If $3$ divides $p^n - 1$, can it be shown that $\mathbf{F}_{p^n}$ contains a primitive third root of unity?
I am interested in the answer to this question because it arose while trying to prove that every element of $\mathbf{F}_{p^n}$ has a cube root in $\mathbf{F}_{p^{3n}}$. Specifically, I want to use that $a^{p^{3n}} = a$ and $a^{p^n} = a$. If $p^{3n} \equiv 0 \;(\text{mod 3})$ then we're done. Otherwise, $a^{p^{3n}} = a^{p^{3n} - (p^n - 1)}$. If $p^n - 1 \equiv 1 \text{ or } 2 \;(\text{mod}3)$, then we can do this a couple of times and be done.

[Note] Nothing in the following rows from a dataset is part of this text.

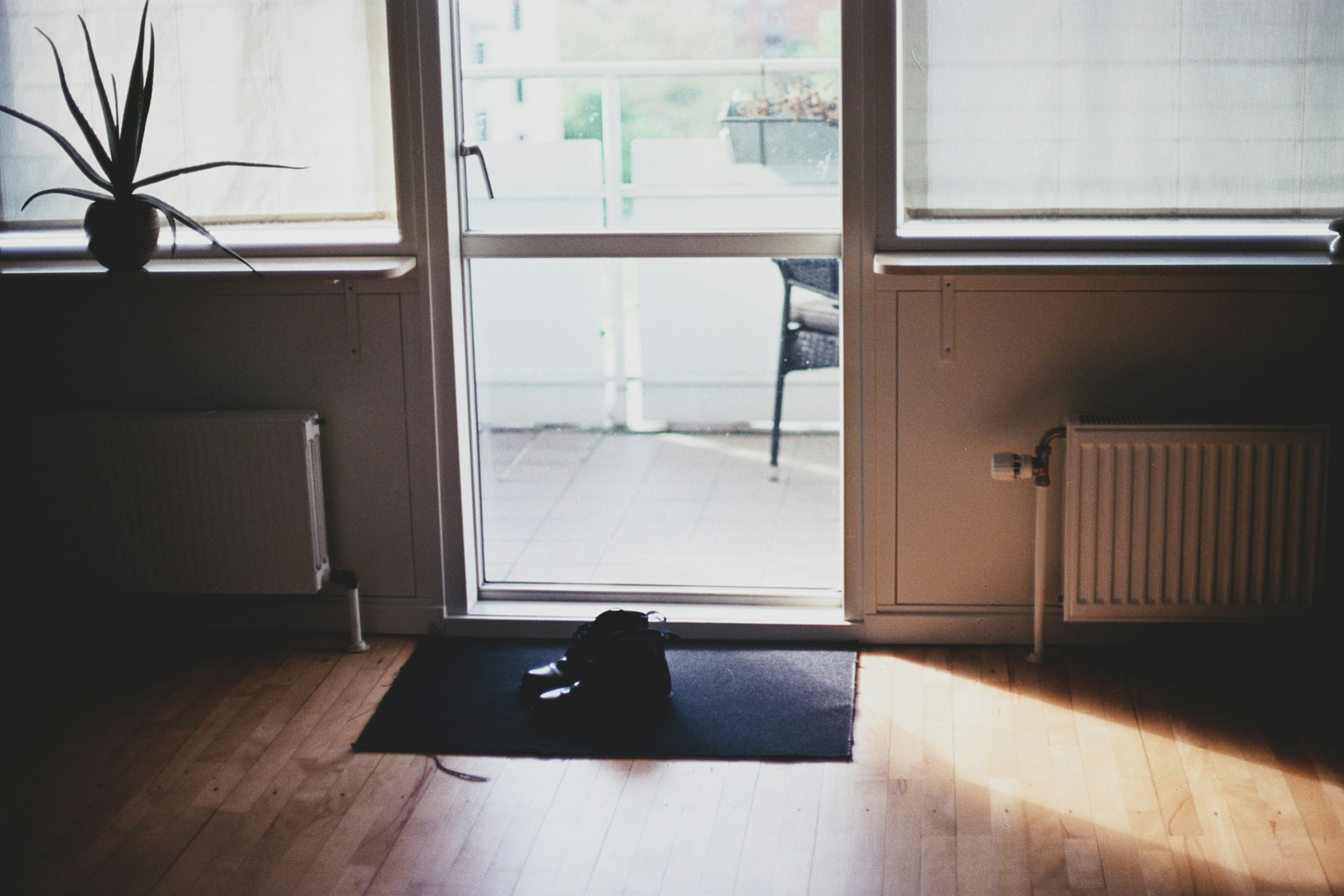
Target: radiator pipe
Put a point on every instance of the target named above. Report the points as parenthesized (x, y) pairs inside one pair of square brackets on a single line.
[(349, 581), (1018, 466), (1041, 473)]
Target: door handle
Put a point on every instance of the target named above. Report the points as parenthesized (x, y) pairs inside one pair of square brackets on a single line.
[(464, 151)]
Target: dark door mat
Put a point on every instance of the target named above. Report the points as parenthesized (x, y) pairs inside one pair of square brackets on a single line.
[(745, 700)]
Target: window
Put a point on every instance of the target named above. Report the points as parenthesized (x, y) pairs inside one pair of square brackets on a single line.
[(1121, 109), (241, 80), (623, 402), (655, 116)]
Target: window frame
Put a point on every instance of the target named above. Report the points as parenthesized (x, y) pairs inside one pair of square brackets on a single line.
[(857, 259), (897, 234), (292, 240)]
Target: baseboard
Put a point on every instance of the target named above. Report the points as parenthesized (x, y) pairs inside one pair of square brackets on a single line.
[(971, 625)]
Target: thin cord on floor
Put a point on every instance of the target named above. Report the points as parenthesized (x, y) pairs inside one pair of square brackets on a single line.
[(458, 774)]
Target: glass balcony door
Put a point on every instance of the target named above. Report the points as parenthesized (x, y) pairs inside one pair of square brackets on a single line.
[(628, 175)]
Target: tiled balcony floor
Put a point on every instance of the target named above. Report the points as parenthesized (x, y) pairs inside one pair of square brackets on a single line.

This doesn't work if $3$ divides $p^n - 1$. However, if $F_{p^n}$ contains a primitive third root of unity, then I can be done by using the lemma in the answer here: Is it true that every element of $\mathbb{F}_p$ has an $n$-th root in $\mathbb{F}_{p^n}$?
Since $p^n - 1 = (p-1)(p^{n-1} + p^{n-2} + \dots + 1)$ we can reduce to the case that $3$ divides either factor.
If $3$ divides $p-1$, then the answer is yes because the group of units $(\mathbf{F}_p)^{\times}$ is cyclic of order $p-1$.
What about the case that $3$ divides $p^{n-1} + p^{n-2} + \dots + 1$?
I also know the group of units $(F_{p^n})^{\times}$ is cyclic of order $p^{n-1}(p-1)$.
Thanks for your help.
As said in the comments, $|\Bbb F_{p^n}^{\times}|=p^n-1$. Since 3 divides it, Cauchy's Theorem in group theory gives the existence of an element $a$ of order 3 in this group, i.e. such that $a^3=1$ and $a\neq 1$.
Edit: If we know that $\Bbb F_{p^n}^{\times}$ is cyclic, then we know that it has a cyclic subgroup of order 3, which gives the result without using Cauchy's Theorem.